Kehampaan dan Keputusasaan
Banyak faktor yang menjadikan kita masuk ke dalam fase kehampaan. Salah satunya adalah harapan dan tujuan. Kehampaan yang sedang kita alami sebenarnya cara kita untuk memaknainya. Pada hakikatnya kehampaan di dalam diri kita tercipta sebuah ruang kosong. Di mana ruang kosong itu dapat kita gunakan untuk merenung dan berpikir untuk memaknai segala proses yang sedang terjadi di dalam kehidupan. Apabila di dalam kehampaan itu kita mendapati keputusasaan, maka kita belum cukup teliti untuk memaknai ruang kosong yang tercipta dalam diri kita.

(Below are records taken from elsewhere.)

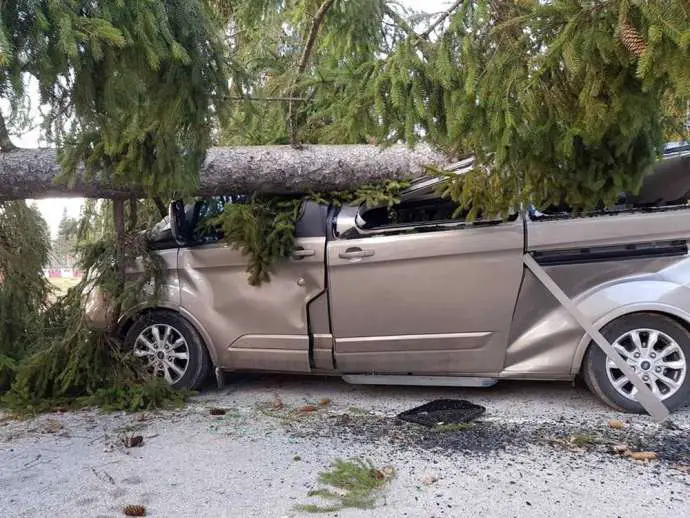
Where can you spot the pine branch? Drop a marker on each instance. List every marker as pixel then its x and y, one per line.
pixel 304 60
pixel 401 22
pixel 6 143
pixel 266 99
pixel 425 35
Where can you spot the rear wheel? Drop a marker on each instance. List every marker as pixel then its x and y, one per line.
pixel 170 348
pixel 656 347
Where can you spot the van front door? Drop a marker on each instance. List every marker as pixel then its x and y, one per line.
pixel 255 327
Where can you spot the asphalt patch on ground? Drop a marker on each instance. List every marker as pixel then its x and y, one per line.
pixel 671 443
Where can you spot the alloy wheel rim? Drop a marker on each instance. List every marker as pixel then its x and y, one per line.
pixel 164 350
pixel 655 357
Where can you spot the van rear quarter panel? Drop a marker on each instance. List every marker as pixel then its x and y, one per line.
pixel 545 341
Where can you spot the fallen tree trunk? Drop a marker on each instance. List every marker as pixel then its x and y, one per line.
pixel 31 173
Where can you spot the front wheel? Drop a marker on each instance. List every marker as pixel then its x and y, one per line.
pixel 656 347
pixel 170 348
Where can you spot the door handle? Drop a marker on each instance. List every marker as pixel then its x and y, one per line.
pixel 301 253
pixel 355 253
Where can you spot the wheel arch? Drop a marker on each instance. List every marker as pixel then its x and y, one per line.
pixel 676 314
pixel 129 318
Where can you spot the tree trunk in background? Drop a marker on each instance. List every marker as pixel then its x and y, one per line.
pixel 119 222
pixel 30 173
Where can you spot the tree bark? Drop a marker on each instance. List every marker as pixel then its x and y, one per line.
pixel 31 173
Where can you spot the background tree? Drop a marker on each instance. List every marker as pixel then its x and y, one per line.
pixel 63 246
pixel 562 99
pixel 131 89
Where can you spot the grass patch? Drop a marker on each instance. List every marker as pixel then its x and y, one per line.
pixel 61 285
pixel 349 484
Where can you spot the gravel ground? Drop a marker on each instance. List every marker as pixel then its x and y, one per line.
pixel 541 449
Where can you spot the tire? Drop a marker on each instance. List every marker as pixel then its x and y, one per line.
pixel 166 358
pixel 652 361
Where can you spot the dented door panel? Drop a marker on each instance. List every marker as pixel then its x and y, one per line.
pixel 253 327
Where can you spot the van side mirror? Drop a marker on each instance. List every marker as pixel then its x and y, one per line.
pixel 178 222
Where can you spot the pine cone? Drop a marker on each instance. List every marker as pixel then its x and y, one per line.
pixel 631 39
pixel 134 510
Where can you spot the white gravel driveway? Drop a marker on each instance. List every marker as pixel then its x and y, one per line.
pixel 542 449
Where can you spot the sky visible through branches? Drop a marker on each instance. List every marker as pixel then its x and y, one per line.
pixel 52 208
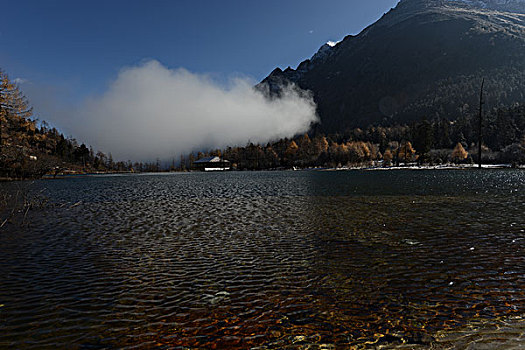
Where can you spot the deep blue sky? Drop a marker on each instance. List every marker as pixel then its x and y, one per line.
pixel 80 45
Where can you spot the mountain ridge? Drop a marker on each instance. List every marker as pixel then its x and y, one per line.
pixel 393 68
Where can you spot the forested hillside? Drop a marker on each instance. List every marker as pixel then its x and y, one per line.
pixel 30 149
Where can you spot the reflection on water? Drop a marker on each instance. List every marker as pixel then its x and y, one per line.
pixel 307 260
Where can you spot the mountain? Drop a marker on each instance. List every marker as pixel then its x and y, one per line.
pixel 422 59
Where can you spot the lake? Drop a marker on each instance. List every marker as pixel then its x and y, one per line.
pixel 268 260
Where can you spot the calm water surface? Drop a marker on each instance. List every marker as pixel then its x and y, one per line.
pixel 283 260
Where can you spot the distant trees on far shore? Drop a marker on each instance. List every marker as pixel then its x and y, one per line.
pixel 438 141
pixel 30 149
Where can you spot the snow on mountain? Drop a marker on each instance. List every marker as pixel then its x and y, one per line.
pixel 500 5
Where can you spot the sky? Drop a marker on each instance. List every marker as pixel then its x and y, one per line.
pixel 68 53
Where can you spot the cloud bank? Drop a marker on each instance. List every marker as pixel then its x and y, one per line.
pixel 151 111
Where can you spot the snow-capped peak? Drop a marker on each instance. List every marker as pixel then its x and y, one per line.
pixel 501 5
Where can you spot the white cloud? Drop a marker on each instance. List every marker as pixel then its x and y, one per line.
pixel 151 111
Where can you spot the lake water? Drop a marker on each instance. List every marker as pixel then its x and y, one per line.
pixel 269 260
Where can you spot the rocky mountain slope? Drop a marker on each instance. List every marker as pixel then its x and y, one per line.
pixel 422 59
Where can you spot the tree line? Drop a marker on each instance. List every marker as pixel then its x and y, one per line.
pixel 29 148
pixel 436 141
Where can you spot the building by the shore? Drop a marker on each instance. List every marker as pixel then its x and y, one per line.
pixel 212 164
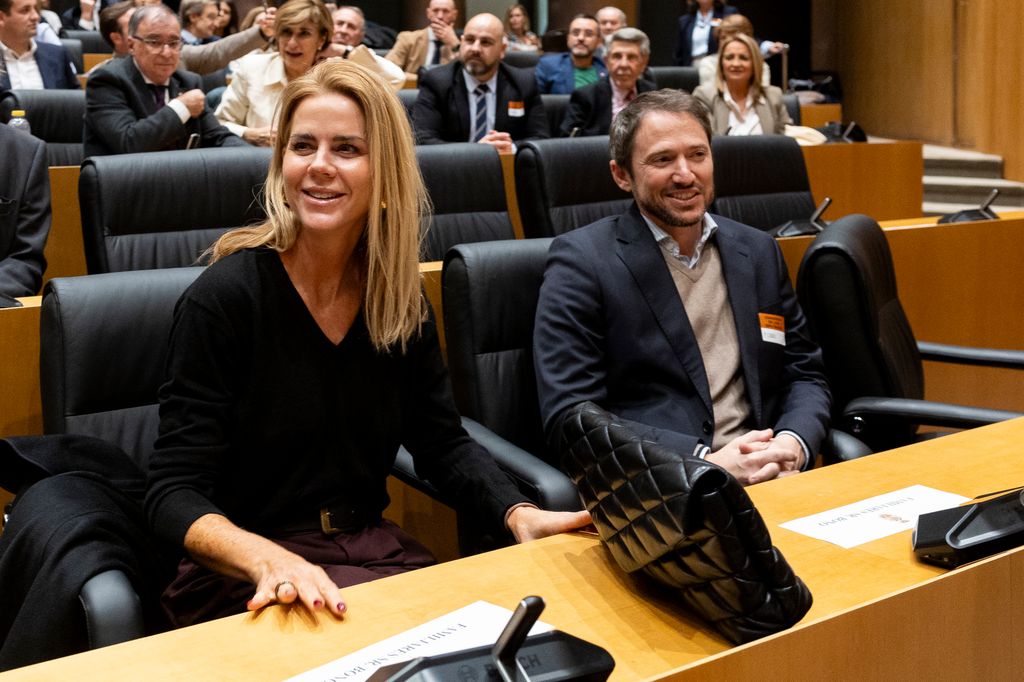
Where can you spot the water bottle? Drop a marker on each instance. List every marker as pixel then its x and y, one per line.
pixel 18 122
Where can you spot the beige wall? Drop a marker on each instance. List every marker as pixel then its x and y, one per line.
pixel 940 71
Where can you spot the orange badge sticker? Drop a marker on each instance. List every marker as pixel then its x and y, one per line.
pixel 772 328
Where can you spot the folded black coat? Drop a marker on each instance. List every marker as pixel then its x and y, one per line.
pixel 78 513
pixel 684 522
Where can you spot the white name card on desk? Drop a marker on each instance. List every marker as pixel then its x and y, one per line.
pixel 876 517
pixel 478 624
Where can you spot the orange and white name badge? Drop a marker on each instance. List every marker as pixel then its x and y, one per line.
pixel 772 328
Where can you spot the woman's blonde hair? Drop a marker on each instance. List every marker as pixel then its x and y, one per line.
pixel 295 12
pixel 757 62
pixel 389 247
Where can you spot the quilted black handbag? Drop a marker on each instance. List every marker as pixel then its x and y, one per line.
pixel 684 522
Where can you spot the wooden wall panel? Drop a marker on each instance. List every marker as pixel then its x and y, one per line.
pixel 896 62
pixel 989 115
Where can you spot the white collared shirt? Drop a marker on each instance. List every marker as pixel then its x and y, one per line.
pixel 672 247
pixel 620 98
pixel 701 33
pixel 749 123
pixel 176 105
pixel 22 69
pixel 492 99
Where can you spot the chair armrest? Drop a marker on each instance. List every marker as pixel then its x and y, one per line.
pixel 113 609
pixel 926 412
pixel 841 446
pixel 404 470
pixel 941 352
pixel 549 486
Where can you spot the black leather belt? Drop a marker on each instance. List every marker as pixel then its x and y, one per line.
pixel 339 518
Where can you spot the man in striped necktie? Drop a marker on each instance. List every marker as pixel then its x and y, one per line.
pixel 479 98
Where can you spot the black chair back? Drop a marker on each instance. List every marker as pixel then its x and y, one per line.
pixel 467 189
pixel 55 117
pixel 847 288
pixel 565 183
pixel 103 344
pixel 491 292
pixel 680 78
pixel 92 42
pixel 792 102
pixel 554 108
pixel 408 97
pixel 521 59
pixel 74 48
pixel 761 180
pixel 164 209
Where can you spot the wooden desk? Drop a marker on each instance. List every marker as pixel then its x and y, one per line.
pixel 815 116
pixel 880 179
pixel 878 613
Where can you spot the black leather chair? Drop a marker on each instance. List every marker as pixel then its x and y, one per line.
pixel 491 291
pixel 101 360
pixel 92 42
pixel 761 180
pixel 554 108
pixel 55 117
pixel 467 189
pixel 143 211
pixel 74 48
pixel 681 78
pixel 792 102
pixel 408 97
pixel 565 183
pixel 847 288
pixel 521 59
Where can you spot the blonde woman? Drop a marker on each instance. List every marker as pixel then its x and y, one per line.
pixel 301 30
pixel 300 360
pixel 739 104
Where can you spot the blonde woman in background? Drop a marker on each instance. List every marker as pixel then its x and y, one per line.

Segalanya hanya perihal bagaimana kita memandang ruang kosong yang tercipta. Analoginya seperti kita memandang gelas yang berisi setengah air di dalamnya. Kita boleh beranggapan bahwa gelas itu berisi setengah air atau gelas itu setengah kosong. Tergantung pada bagaimana cara kita memandang gelas itu. Cara kita memandanglah dapat menjadi penentu nihilis seperti apakah kita ini. Jadi dapat dikatakan bahwa persepsilah yang menjadi kendali.
Toh, pada dasarnya hanya diri kita sendiri yang dapat mengatasi dan menyikapi fenomena yang sedang terjadi. Kita tidak akan pernah bisa menggugat dengan apa telah digariskan. Barangkali dosa utama dari manusia adalah mereka lupa cara untuk menikmati kehidupan yang sudah ditakdirkan.
Referensi:
Nietzsche. (2014). Sabda zarathustra. Pustaka Pelajar.
Riyana, C. (2007). Filsafat nihilisme. Universitas Pendidikan Indonesia.